The presently available experimental results on the measurement of the surface tension of liquid crystals have been shortly reviewed. They are inconsistent either in view of the temperature-dependence behavior of the surface tension near the phase transition temperatures or with respect to the absolute values of the surface tension. As one of our papers to report the results obtained in our laboratory on the investigation of the interfacial phenomena of liquid crystalline substances, we reported in this first paper the remarkable time-dependence of the surface tension of a freshly formed surface, observed on several liquid crystalline substances, both of low molecular and polymeric, both in the mesophase and in the isotropic phase.

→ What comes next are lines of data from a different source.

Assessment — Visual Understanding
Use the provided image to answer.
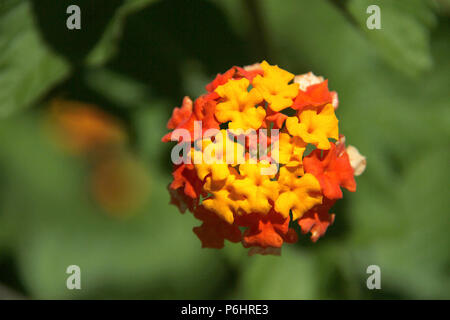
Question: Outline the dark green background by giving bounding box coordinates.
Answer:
[0,0,450,299]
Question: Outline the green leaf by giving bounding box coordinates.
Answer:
[236,247,321,299]
[0,114,230,299]
[86,0,154,66]
[348,0,435,76]
[0,1,69,118]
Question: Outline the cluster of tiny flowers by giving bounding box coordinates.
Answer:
[162,61,365,254]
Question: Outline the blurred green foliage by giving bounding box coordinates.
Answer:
[0,0,450,299]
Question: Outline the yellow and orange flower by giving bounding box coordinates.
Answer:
[162,61,366,254]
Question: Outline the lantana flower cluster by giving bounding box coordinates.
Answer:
[162,61,365,254]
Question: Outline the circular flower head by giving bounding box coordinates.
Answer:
[162,61,366,254]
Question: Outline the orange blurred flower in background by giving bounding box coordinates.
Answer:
[47,99,149,217]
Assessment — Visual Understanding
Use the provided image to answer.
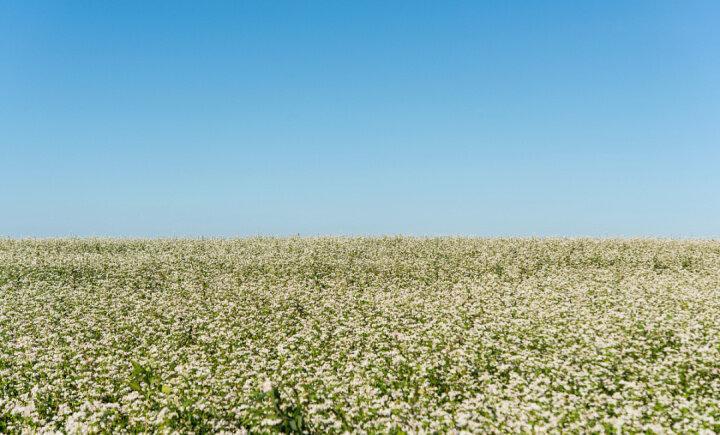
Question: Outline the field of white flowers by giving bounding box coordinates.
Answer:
[0,238,720,433]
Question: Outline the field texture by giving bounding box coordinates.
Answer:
[0,238,720,433]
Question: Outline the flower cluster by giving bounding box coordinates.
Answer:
[0,237,720,433]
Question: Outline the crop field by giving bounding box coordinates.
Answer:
[0,237,720,433]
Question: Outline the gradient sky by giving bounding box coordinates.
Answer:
[0,0,720,237]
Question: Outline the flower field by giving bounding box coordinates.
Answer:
[0,238,720,433]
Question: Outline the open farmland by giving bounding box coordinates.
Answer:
[0,238,720,433]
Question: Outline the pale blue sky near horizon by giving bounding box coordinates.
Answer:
[0,0,720,238]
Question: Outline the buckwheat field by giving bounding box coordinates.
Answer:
[0,238,720,433]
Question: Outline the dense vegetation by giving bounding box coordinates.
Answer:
[0,238,720,432]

After discussed several possible processes, which may lead to a time-dependence of the surface tension of a freshly formed liquid surface, we suppose that the gas sorption process taking place at the liquid surfaces may be mainly responsible for this unusual time-behavior. It has been further suggested in the paper that such a remarkable time-dependence may occur on a liquid surface where the molecules are relatively highly ordered or have some particular structures and such ordering or structures will be influenced sensitively by the presence of certain gas molecules, perhaps either as a result of the interaction between the gas molecules and the molecules at the liquid surface or as a consequence of the gas-induced re-organization of the molecules in the liquid surface region. It is inferred that such time-dependence phenomena may have confused the measurements of the surface tension of liquid crystalline substances performed by the early workers and may have contributed to some of the inconsistencies in the obtained results so far.